Ao meio-dia no Morro da Glória, domingo ensolarado, um menino brincava com uma vara de bambu e um escudo feito com o que sobrou de uma caixa de papelão. Concentrado na batalha, defendia-se dos golpes de invisíveis moinhos de vento e contra-atacava com a lança sacada de alguma moita nas cercanias.
Movia-se compenetrado na calçada em frente a uma quitanda, que já não era quitanda, mas um mercado medieval. E os invisíveis moinhos de vento eram gigantes biomecânicos saídos dos devaneios de algum programador de videogames, e os óculos fundo de garrafa do menino a viseira metálica de um elmo cor de chumbo.
– Não fujais, covardes e vis criaturas; é um só cavaleiro o que vos investe – pensei tê-lo ouvido gritar.
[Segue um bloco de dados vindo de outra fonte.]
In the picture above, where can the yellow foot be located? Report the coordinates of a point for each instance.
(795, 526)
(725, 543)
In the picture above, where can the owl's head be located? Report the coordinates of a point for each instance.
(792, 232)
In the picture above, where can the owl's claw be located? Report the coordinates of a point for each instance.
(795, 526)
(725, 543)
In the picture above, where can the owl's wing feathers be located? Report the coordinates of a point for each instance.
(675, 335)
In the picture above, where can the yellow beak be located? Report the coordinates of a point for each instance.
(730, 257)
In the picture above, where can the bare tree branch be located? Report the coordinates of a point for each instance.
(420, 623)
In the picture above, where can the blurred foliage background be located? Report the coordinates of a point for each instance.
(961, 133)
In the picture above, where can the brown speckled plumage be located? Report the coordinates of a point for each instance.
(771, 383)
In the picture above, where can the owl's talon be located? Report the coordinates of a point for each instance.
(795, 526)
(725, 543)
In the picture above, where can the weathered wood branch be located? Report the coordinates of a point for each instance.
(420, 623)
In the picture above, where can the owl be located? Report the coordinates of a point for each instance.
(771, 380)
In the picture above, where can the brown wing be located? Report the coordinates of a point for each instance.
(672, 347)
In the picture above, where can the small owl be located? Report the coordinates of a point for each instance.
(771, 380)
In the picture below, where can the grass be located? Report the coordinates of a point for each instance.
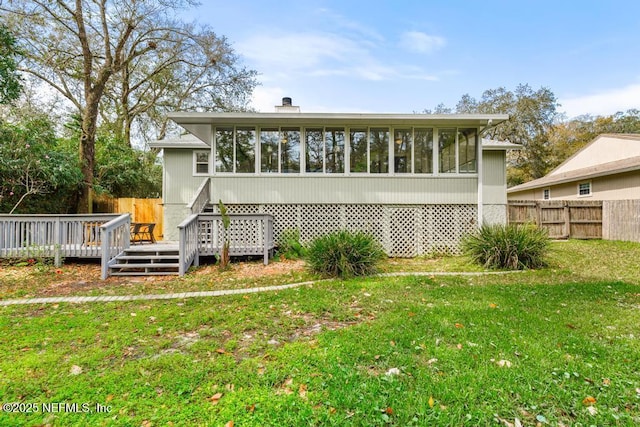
(538, 346)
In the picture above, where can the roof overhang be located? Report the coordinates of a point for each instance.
(200, 124)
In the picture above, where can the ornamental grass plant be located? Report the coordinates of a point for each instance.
(511, 247)
(345, 254)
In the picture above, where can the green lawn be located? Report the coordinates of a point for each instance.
(559, 346)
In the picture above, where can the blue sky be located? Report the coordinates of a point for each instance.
(405, 56)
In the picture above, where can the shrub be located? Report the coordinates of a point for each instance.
(513, 247)
(289, 245)
(344, 254)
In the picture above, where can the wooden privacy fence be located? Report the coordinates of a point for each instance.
(141, 210)
(578, 219)
(621, 220)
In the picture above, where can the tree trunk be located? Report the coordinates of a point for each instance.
(87, 153)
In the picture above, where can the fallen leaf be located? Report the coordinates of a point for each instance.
(393, 371)
(302, 391)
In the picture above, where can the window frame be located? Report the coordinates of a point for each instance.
(590, 188)
(196, 163)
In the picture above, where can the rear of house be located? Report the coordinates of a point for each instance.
(417, 182)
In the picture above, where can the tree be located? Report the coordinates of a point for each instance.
(81, 47)
(193, 70)
(531, 116)
(31, 164)
(10, 86)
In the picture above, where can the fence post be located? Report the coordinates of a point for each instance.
(57, 246)
(567, 220)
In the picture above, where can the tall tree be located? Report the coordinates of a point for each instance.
(10, 85)
(82, 47)
(532, 113)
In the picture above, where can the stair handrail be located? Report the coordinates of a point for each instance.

A Igreja da Glória era agora uma abadia onde monges guardavam segredos e experimentavam com processos alquímicos recém-chegados das distantes terras da Pérsia. E o Colégio Santa Catarina, um mosteiro onde freiras enclausuradas oravam sem saber da batalha que se desenrolava no lamacento morro onde seu claustro encontra-se incrustado.
Abaixo, cruzando uma estradinha que corta o reino de Norte a Leste, erguia-se do bosque o majestoso palácio imperial, guardião de tesouros de valor inestimável, inalcançáveis para as vistas da plebe rude. Mas ali nada interessava a nosso herói: queria antes a rua e a ação, a glória dos bravos que não temem nada e que nada almejam senão o amor de alguma camponesa roliça do sexto ano do ensino fundamental.
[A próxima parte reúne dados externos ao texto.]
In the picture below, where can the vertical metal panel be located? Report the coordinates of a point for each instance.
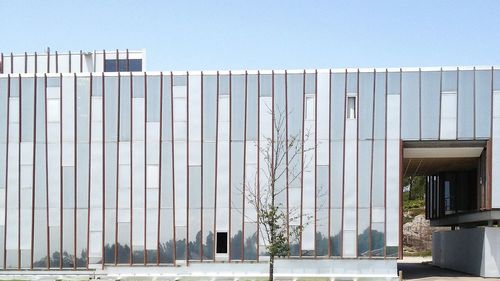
(131, 169)
(385, 165)
(159, 167)
(371, 165)
(19, 175)
(187, 168)
(103, 166)
(57, 62)
(173, 163)
(145, 164)
(230, 165)
(302, 161)
(75, 175)
(258, 163)
(89, 167)
(329, 164)
(117, 167)
(216, 162)
(244, 168)
(6, 171)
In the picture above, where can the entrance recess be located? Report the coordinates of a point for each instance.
(458, 185)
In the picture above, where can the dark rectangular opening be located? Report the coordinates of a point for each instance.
(123, 65)
(221, 243)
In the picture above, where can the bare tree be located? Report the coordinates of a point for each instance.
(283, 165)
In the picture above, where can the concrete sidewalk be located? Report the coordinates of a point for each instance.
(421, 268)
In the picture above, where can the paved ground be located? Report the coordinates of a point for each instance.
(417, 268)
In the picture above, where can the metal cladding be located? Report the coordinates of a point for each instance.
(148, 167)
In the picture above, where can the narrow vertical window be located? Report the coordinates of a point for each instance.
(351, 107)
(221, 243)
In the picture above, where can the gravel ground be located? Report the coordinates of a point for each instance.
(420, 268)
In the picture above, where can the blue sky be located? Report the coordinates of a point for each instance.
(208, 35)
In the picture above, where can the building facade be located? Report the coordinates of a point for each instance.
(115, 171)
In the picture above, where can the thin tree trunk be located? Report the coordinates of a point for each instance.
(271, 268)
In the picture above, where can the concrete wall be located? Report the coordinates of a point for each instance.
(285, 269)
(475, 251)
E por isso – por amor, e só por amor – ele atacava sem parar, avançando contra os gigantes com sua lança de bambu amarelo, recuando somente para defender-se com seu escudo de papelão de quitanda. Na estrada-rua, trafegavam apáticos coches-carros, alheios ao clangor das armas.
Foi isso o que vi enquanto dirigia rumo ao Bar do Bode para um prato de sardinha ao molho de tomate e cebolas.
E quem por lá passou e o mesmo não viu, bem se vê que não anda corrente nisto das aventuras.